Strona:PL Józef Ignacy Kraszewski-Brühl tom 1 083.jpeg

Ta strona została uwierzytelniona.

— Przyjaciółmi! — podchwycił Wenecyanin — jakże to straszny całun śmiertelny to nazwisko przyjaciela.
Maseczka podniosła głowę, aż w koronie jéj zaigrały światłami brylanty i pokiwała nią ironicznie.
Rączką uderzyła po ręce Brühla, spartéj na poręczy.
— Mąż będzie kochankiem, a ja przyjacielem; więc sługą wzgardzonym.
— Mąż kochankiem? — rozśmiała się maska — gdzieżeś to słyszał? Dwa te wyrazy kłócą się z sobą. Mój mąż! mój mąż! ale ja go nienawidzę, ja się nim brzydzę, ja go niecierpię!
— A poszłaś za niego?
— Król-ojciec wydał mnie, ale się dobrze stało... wierz mi. Jestem swobodną z nim, jestem sobą i cała zachowam się dla przyszłości.

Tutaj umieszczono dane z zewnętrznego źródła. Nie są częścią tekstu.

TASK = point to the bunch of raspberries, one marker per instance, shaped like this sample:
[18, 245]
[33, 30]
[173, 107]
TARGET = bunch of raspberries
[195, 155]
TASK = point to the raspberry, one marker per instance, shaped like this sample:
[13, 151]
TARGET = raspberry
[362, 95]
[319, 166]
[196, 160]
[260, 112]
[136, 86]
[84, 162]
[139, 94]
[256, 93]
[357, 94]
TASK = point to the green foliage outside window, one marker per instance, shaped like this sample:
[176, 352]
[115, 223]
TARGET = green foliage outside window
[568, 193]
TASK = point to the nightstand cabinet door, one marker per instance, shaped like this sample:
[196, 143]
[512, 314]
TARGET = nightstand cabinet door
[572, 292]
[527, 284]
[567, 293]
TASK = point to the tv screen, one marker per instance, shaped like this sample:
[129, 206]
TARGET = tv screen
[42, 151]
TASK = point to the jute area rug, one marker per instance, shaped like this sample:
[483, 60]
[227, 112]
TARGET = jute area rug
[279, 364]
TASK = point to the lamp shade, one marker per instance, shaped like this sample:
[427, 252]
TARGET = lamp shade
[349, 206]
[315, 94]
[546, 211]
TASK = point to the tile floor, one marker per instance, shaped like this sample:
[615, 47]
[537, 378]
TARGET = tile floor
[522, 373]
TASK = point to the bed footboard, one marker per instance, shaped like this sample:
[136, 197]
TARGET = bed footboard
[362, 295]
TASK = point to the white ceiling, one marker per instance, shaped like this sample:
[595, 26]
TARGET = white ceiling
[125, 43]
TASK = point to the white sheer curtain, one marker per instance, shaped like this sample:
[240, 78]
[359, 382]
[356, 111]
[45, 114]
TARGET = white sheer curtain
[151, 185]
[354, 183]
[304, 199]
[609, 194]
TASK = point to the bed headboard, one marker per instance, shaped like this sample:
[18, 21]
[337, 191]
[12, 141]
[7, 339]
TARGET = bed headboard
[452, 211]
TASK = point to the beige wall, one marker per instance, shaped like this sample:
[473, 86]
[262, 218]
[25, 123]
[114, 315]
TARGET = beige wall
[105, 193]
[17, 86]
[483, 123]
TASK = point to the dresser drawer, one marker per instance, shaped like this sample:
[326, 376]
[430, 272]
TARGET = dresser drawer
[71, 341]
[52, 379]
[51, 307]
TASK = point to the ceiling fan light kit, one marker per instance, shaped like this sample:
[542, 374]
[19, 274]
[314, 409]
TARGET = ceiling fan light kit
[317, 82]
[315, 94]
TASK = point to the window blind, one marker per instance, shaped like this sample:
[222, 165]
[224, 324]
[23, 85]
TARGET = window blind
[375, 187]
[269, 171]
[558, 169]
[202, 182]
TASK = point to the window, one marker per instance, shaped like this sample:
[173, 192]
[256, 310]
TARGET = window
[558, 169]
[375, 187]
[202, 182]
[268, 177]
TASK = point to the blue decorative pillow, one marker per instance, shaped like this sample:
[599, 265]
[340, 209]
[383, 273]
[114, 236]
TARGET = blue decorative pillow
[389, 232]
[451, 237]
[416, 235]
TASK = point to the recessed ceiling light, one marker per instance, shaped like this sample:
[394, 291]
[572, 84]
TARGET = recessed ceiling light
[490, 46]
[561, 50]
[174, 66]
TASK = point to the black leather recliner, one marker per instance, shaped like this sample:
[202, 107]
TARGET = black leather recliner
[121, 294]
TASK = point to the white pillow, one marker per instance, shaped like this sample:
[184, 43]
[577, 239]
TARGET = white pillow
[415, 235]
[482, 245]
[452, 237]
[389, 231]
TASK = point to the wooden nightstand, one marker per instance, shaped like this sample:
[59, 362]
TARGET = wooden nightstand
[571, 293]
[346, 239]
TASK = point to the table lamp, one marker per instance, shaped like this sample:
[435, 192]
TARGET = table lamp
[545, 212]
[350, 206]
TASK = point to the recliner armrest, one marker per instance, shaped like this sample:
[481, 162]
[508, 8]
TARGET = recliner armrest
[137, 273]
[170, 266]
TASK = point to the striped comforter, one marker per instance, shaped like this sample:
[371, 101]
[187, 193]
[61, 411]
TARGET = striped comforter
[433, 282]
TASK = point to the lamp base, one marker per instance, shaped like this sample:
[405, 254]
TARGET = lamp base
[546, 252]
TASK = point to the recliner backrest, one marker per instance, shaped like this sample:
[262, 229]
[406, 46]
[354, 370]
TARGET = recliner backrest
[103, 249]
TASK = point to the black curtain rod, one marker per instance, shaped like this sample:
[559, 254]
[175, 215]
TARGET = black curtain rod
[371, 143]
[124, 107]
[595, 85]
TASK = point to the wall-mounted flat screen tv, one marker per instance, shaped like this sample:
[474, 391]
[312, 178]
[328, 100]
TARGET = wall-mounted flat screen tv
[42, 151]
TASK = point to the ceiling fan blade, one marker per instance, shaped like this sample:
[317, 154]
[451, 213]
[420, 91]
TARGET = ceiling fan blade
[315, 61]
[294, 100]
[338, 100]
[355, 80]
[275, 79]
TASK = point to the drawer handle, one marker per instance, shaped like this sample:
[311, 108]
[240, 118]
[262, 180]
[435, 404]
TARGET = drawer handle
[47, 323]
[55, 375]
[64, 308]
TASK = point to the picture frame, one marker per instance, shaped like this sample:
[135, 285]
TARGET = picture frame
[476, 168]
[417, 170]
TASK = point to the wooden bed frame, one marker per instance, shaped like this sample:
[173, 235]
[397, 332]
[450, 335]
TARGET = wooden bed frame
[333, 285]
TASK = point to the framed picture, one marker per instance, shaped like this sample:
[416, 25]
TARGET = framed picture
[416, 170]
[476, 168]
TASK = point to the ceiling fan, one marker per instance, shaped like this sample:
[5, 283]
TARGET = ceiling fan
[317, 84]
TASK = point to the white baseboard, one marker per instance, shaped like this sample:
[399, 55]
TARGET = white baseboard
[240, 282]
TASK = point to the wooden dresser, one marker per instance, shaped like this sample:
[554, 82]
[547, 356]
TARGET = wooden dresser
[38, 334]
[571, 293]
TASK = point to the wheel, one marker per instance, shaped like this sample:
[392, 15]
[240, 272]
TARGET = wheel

Ja wierzę w przyszłość i gwiazdę moją.
— A spotkająż się kiedy gwiazdy nasze?
— Jeśli są sobie przeznaczone, powinny.
— Mówisz to hrabino tak zimno, tak obojętnie.
— Bo ja zawsze jestem panią siebie, czy kocham, czy nienawidzę. Uczucie, które się zdradza, idzie na łup ludzi.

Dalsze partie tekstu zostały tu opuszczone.